Unlike pipes busting or a water main break, the problem circles back to wheres its treated at the O.B Curtis Water Plant.
“The restriction is at the source of supply into the water treatment plant,” Bob Miller of Jackson Public Works explained. “So once we are able to get water into the treatment plant we’ll be able to get water out of the plant.”
The city plant is seeing debris from past flooding and storms making its way into the raw water intake screens. Lowering incoming pressure, affecting around 60,000 customers in Jackson.
“Driftwood or things like that has passed its way through the bar screens at the intake,” Miller continued. “Those bar screens are about three inches apart, but the smaller things have got through there.”
Now the only way to get the filters cleared and fix the equipment is three divers going under water to clear the way.
“We want to be up in the 80’s or so fourth as far as pressure coming out consistently,” City Engineer Dr. Charles Williams stated. “And right now we’re not consistent with that.
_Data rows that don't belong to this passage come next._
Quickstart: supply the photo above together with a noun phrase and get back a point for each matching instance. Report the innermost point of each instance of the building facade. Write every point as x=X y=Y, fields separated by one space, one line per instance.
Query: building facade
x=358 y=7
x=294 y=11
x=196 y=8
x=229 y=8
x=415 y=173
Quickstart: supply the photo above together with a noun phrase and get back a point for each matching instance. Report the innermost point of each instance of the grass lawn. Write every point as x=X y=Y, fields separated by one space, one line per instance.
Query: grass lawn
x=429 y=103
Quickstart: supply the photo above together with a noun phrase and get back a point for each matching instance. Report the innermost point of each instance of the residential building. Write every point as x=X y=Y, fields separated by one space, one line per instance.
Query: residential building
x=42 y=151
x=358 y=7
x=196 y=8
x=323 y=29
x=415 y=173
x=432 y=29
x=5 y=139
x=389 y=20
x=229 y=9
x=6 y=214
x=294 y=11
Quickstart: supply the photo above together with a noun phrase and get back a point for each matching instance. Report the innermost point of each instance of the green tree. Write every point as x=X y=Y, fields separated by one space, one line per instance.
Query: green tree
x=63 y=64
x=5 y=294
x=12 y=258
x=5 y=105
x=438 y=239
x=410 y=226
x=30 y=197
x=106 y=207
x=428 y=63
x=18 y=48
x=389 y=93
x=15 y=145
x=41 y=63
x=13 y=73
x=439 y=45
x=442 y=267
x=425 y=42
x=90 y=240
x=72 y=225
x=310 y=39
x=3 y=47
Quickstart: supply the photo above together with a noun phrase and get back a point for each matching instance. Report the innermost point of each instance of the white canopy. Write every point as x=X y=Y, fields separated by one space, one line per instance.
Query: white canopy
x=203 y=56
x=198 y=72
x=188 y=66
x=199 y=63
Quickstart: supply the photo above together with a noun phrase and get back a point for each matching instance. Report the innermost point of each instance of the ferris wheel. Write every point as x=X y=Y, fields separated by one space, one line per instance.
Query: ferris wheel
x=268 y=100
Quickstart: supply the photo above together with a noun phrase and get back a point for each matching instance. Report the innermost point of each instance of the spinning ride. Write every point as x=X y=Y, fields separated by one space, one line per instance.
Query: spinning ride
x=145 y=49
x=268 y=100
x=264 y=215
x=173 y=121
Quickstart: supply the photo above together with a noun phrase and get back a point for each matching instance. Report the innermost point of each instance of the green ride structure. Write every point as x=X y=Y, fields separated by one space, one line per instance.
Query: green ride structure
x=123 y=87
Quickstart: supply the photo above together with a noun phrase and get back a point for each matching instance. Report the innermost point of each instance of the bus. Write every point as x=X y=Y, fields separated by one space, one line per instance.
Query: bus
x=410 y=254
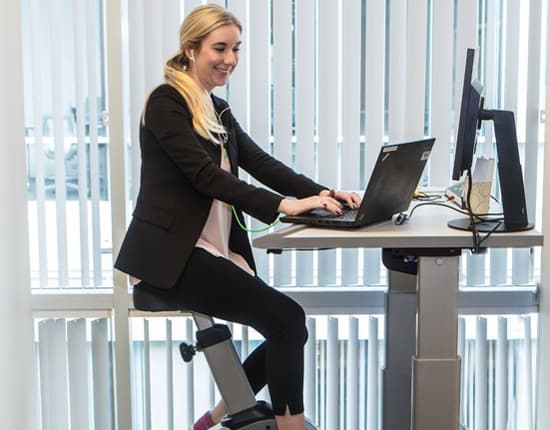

And so we know people are going out of water or have very little coming out of their faucets.”
“We will reopen the plant up acknowledging that they’ve removed the obstacles,” Miller said. “And then we’ll get back at it tomorrow working from the reservoir to the plant.”
In the future Jackson Public Works tells us they’ve already approved a project to add more barriers to the screening to hold back debris which is expected to take place next month.
As of 5:00 P.M. all crews have packed up and left the O.B Curtis Treatment Facility while the boil water advisory remains in affect. For details on how to conserve your water don’t take long showers or baths, avoid washing cars, and multiple loads of laundry.